Sultanpur and Najafgarh Jheels - by Peter Jackson
When I moved to Delhi in 1954, the birding place to visit was Najafgarh, a depression at the end of the Najafgarh drain spreading across the Delhi-Haryana boundary, which we reached from Najafgarh town. The drain had been created to allow floodwaters from the river Yamuna to flow into the depression to reduce the threat to Delhi city and areas downstream. After the monsoon, with the drop in the river level the water from the Najafgarh jheel (lake) flowed back to the Yamuna. But in the 1950s the drain was partly clogged and the excess water did not dry up, leaving an extensive jheel which attracted vast numbers of birds. I took Sir Julian Huxley, a famous ecologist and ornithologist, there one day, and because we had a crippled American birder with us I drove right to the edge of the jheel. The birds must have known of my distinguished guest for we had a spectacular show with every bird imaginable in the air, on the water and around us. Sir Julian was amazed.

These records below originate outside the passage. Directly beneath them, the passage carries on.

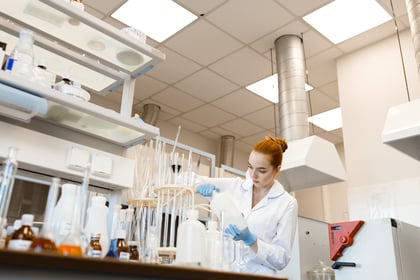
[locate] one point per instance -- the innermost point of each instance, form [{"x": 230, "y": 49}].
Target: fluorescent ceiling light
[
  {"x": 343, "y": 19},
  {"x": 328, "y": 120},
  {"x": 268, "y": 88},
  {"x": 158, "y": 19}
]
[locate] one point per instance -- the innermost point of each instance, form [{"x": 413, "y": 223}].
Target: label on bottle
[
  {"x": 124, "y": 256},
  {"x": 94, "y": 253},
  {"x": 19, "y": 244}
]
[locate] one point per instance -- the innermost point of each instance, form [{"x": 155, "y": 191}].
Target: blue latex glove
[
  {"x": 245, "y": 235},
  {"x": 207, "y": 189}
]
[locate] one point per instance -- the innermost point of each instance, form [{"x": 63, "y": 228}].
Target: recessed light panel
[
  {"x": 343, "y": 19},
  {"x": 268, "y": 88},
  {"x": 158, "y": 19},
  {"x": 328, "y": 120}
]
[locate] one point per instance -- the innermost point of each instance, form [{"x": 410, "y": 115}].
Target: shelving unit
[{"x": 102, "y": 58}]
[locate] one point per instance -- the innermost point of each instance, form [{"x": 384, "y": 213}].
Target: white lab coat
[{"x": 273, "y": 220}]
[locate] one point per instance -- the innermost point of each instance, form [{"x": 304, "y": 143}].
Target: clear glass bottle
[
  {"x": 22, "y": 238},
  {"x": 94, "y": 249},
  {"x": 45, "y": 241},
  {"x": 72, "y": 243},
  {"x": 21, "y": 59},
  {"x": 7, "y": 178}
]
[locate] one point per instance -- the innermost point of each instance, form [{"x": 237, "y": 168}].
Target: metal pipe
[{"x": 292, "y": 106}]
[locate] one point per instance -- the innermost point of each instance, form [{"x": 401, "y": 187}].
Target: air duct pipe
[
  {"x": 151, "y": 113},
  {"x": 309, "y": 161},
  {"x": 227, "y": 150},
  {"x": 293, "y": 106}
]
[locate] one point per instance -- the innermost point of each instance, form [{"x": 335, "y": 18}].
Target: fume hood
[
  {"x": 402, "y": 128},
  {"x": 310, "y": 162}
]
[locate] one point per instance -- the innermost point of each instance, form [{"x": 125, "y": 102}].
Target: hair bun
[{"x": 280, "y": 141}]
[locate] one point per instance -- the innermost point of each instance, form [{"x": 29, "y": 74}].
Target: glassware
[
  {"x": 22, "y": 238},
  {"x": 94, "y": 249},
  {"x": 72, "y": 243},
  {"x": 7, "y": 177},
  {"x": 45, "y": 241}
]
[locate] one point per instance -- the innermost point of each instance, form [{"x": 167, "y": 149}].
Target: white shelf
[{"x": 73, "y": 113}]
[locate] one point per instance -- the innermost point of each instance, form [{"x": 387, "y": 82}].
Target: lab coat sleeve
[
  {"x": 224, "y": 184},
  {"x": 277, "y": 253}
]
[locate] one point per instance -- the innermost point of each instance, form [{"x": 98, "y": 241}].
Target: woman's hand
[
  {"x": 245, "y": 235},
  {"x": 206, "y": 189}
]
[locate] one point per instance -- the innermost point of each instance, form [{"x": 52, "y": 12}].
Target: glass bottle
[
  {"x": 72, "y": 243},
  {"x": 7, "y": 177},
  {"x": 94, "y": 249},
  {"x": 22, "y": 238},
  {"x": 21, "y": 59},
  {"x": 134, "y": 253},
  {"x": 45, "y": 241}
]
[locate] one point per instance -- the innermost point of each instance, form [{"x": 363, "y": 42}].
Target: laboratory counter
[{"x": 26, "y": 265}]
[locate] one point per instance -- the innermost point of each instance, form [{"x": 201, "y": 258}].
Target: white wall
[{"x": 382, "y": 181}]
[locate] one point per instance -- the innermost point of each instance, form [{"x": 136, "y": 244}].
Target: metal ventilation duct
[
  {"x": 402, "y": 125},
  {"x": 227, "y": 150},
  {"x": 150, "y": 113},
  {"x": 309, "y": 161}
]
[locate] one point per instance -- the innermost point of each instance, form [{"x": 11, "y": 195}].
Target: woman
[{"x": 270, "y": 211}]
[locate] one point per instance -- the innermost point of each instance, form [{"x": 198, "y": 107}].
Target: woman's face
[{"x": 260, "y": 170}]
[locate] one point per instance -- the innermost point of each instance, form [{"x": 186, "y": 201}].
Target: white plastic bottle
[
  {"x": 63, "y": 212},
  {"x": 212, "y": 247},
  {"x": 189, "y": 240},
  {"x": 97, "y": 221},
  {"x": 224, "y": 203}
]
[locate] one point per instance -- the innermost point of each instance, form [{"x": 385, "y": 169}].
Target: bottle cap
[
  {"x": 192, "y": 214},
  {"x": 121, "y": 233},
  {"x": 27, "y": 219},
  {"x": 98, "y": 200}
]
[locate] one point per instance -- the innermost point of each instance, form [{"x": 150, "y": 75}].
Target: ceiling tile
[
  {"x": 249, "y": 25},
  {"x": 303, "y": 7},
  {"x": 263, "y": 118},
  {"x": 206, "y": 85},
  {"x": 170, "y": 70},
  {"x": 241, "y": 127},
  {"x": 202, "y": 42},
  {"x": 266, "y": 43},
  {"x": 243, "y": 67},
  {"x": 146, "y": 86},
  {"x": 208, "y": 115},
  {"x": 175, "y": 98},
  {"x": 249, "y": 102},
  {"x": 200, "y": 6}
]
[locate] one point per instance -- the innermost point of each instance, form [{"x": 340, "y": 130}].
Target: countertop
[{"x": 27, "y": 265}]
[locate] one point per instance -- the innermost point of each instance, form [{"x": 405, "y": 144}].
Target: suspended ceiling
[{"x": 201, "y": 85}]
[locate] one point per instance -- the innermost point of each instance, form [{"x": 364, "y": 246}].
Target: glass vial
[
  {"x": 94, "y": 249},
  {"x": 22, "y": 238},
  {"x": 21, "y": 59},
  {"x": 45, "y": 241},
  {"x": 7, "y": 177}
]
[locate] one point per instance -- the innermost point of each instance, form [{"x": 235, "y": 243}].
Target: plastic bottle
[
  {"x": 122, "y": 248},
  {"x": 94, "y": 249},
  {"x": 7, "y": 177},
  {"x": 45, "y": 241},
  {"x": 22, "y": 238},
  {"x": 189, "y": 240},
  {"x": 63, "y": 212},
  {"x": 212, "y": 247},
  {"x": 21, "y": 59},
  {"x": 97, "y": 220}
]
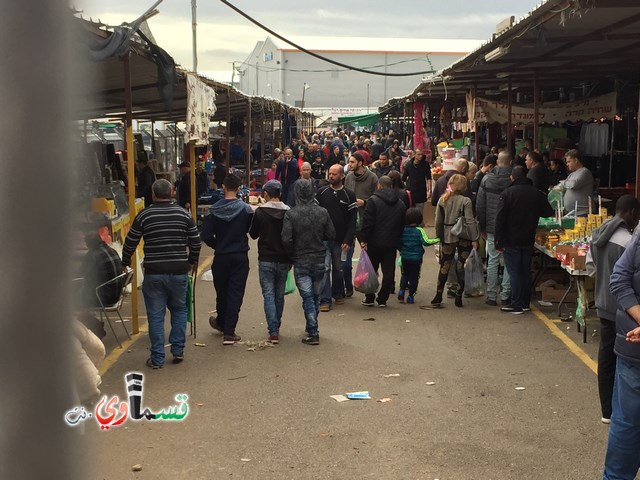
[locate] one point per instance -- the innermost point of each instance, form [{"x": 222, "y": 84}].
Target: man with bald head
[
  {"x": 341, "y": 204},
  {"x": 462, "y": 167},
  {"x": 491, "y": 187}
]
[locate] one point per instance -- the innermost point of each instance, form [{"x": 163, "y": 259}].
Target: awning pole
[{"x": 131, "y": 182}]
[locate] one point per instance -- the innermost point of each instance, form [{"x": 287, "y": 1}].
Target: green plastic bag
[{"x": 290, "y": 285}]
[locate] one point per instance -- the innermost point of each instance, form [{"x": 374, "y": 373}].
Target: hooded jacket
[
  {"x": 625, "y": 286},
  {"x": 608, "y": 243},
  {"x": 520, "y": 207},
  {"x": 491, "y": 187},
  {"x": 267, "y": 228},
  {"x": 383, "y": 220},
  {"x": 225, "y": 228},
  {"x": 306, "y": 227}
]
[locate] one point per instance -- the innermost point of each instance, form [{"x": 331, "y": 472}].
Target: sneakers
[
  {"x": 178, "y": 358},
  {"x": 213, "y": 321},
  {"x": 150, "y": 364},
  {"x": 401, "y": 296},
  {"x": 311, "y": 340},
  {"x": 230, "y": 340},
  {"x": 458, "y": 301},
  {"x": 437, "y": 300}
]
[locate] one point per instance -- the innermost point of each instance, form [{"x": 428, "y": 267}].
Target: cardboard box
[{"x": 554, "y": 294}]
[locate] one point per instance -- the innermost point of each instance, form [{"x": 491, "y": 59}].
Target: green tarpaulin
[{"x": 362, "y": 120}]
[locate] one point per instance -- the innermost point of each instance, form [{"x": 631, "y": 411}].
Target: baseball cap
[{"x": 273, "y": 188}]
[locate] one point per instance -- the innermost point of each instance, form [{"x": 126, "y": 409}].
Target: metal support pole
[
  {"x": 509, "y": 121},
  {"x": 536, "y": 113},
  {"x": 248, "y": 151},
  {"x": 131, "y": 182}
]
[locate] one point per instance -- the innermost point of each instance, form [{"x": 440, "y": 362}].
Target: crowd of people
[{"x": 320, "y": 205}]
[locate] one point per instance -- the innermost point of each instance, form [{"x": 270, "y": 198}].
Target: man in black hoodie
[
  {"x": 225, "y": 230},
  {"x": 305, "y": 229},
  {"x": 519, "y": 208},
  {"x": 381, "y": 236},
  {"x": 273, "y": 259}
]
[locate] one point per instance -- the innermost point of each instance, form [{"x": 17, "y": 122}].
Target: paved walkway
[{"x": 268, "y": 413}]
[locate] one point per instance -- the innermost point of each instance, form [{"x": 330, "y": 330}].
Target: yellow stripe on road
[
  {"x": 113, "y": 357},
  {"x": 570, "y": 344}
]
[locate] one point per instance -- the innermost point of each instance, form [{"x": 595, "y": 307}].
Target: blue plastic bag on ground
[
  {"x": 473, "y": 275},
  {"x": 365, "y": 279}
]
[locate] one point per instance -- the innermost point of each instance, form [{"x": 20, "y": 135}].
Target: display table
[{"x": 576, "y": 280}]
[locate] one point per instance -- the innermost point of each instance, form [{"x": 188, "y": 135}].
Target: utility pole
[{"x": 195, "y": 40}]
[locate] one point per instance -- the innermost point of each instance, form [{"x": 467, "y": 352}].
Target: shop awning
[{"x": 362, "y": 120}]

I was absent from Delhi from 1960 to 1962, and, on my return, found that the Najafgarh jheel no longer existed. The drain had been cleared and had been linked to a series of jheels in Haryana and Punjab to drain monsoon rainwater away and stop water logging of farmland. It was then that I went further out and took the road from Gurgaon towards Farrukhnagar. It soon turned out to be derelict and broken up because of the water logging. I struggled on, despite not having four-wheel drive, and reached a low hill, just short of Sultanpur. Today, with a smooth, pucca road, you probably don't realize it is there, but at that point the road collapsed almost completely, leaving a sandy track. A new road to Farrukhnagar had been built further south and this "road" was left for bullock and camel carts. With a bit of speed to start with, I managed to surmount the hill and looked out on a large jheel, packed with birds. As I drove on there was a smaller jheel on the right before the main one.
Sultanpur had clearly become a major haven for birds now that the Najafgarh jheel had gone. I had a great time, and, for the next eight years, was there frequently. It was then a plain sheet of water, with no mounds or trees as there are today. Further on, across a railway line, was another large jheel on the right, quite good for birds, but I think that has gone now.

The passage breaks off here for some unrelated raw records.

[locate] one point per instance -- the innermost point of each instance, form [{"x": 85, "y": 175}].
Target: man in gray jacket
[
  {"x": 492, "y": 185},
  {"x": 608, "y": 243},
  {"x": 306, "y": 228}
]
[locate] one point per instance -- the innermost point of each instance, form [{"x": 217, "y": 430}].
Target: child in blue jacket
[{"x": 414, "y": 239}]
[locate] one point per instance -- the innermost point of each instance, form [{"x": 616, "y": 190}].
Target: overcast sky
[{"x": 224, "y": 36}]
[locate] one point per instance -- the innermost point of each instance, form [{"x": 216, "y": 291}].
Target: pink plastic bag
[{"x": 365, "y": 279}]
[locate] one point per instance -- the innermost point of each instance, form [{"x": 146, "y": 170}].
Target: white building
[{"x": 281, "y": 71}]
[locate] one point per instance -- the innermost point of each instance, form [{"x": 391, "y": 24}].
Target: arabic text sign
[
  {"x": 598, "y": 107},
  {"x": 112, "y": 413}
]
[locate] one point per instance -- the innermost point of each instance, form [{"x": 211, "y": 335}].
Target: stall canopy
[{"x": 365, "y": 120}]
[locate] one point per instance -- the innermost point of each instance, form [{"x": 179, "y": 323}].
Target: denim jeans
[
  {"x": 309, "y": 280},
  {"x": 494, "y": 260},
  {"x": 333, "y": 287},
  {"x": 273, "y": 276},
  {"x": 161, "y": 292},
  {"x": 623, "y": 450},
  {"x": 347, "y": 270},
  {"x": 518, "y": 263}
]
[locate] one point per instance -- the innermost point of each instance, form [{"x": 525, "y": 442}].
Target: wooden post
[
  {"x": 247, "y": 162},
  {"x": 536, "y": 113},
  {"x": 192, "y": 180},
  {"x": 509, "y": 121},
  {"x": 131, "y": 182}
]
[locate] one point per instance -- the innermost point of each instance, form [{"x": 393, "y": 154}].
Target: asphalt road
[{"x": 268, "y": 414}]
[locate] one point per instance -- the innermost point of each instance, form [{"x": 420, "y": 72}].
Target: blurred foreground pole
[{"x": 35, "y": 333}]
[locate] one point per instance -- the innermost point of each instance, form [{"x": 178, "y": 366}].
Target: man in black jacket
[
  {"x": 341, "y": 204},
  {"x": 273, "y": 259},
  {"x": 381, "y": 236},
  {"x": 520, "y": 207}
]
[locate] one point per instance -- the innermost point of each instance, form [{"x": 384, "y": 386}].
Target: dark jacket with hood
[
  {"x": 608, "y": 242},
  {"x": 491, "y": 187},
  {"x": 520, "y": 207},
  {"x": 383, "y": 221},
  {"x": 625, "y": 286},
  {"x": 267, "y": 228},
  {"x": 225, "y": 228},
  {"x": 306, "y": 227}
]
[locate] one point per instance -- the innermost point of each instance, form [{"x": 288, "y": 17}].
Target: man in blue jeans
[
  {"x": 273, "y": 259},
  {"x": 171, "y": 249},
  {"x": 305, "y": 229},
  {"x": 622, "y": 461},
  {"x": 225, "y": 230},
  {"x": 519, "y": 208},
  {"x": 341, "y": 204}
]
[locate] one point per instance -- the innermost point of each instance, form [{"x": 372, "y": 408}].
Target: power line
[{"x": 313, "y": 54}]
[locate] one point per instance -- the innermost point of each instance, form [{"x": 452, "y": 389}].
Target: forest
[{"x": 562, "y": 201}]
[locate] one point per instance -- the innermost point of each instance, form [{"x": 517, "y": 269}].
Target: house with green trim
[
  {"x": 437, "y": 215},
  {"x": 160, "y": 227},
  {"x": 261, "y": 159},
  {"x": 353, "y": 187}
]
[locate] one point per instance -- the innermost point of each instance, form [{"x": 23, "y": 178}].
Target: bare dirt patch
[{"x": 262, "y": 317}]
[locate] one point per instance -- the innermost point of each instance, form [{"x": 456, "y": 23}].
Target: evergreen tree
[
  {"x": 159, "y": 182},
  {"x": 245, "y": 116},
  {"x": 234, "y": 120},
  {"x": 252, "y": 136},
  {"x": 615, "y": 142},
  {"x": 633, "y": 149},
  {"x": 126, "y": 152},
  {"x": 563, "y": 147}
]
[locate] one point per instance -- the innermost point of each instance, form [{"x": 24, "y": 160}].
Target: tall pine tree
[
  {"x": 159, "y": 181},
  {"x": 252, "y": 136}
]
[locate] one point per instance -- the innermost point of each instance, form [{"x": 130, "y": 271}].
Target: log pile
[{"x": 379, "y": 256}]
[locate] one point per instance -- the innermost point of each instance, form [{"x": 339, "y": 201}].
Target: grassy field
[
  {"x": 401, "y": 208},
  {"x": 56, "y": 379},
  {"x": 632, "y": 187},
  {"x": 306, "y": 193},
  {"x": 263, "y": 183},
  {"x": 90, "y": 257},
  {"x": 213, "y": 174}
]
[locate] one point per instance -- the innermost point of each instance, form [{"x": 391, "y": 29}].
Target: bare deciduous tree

I took Peter Scott, Richard Fitter, Dillon Ripley, Salim Ali, Zafar Futehally, and some others to Sultanpur Lake in 1969. That led the following year to my approaching Prime Minister Indira Gandhi to obtain protection for the jheel. The Haryana government was enthusiastic, because the state had few attractions, and they were starting to create picnic sites at various reservoirs. Their plans rather frightened me, because they proposed the mounds and trees, along with the rest house and tourist village, presumably having in mind another Bharatpur, while, to me, Sultanpur was sacred as a natural jheel. Later I came to appreciate the mounds and trees, which surely add to the number of bird species, while Sultanpur and other villages benefited from a pucca road. I had been across the hill north of Sultanpur to have a look at the old Najafgarh jheel area, and noticed that there were trees on that side, with old nests - in fact, some cormorants were still there. I realized that the nesters could well move to trees on the Sultanpur jheel. Incidentally, when I went there with Usha Ganguli, a keen Delhi birder, we saw half a dozen Blackbuck, already extremely rare. I don't recall seeing any Nilgai around Sultanpur then, but now they are plentiful and love the mounds.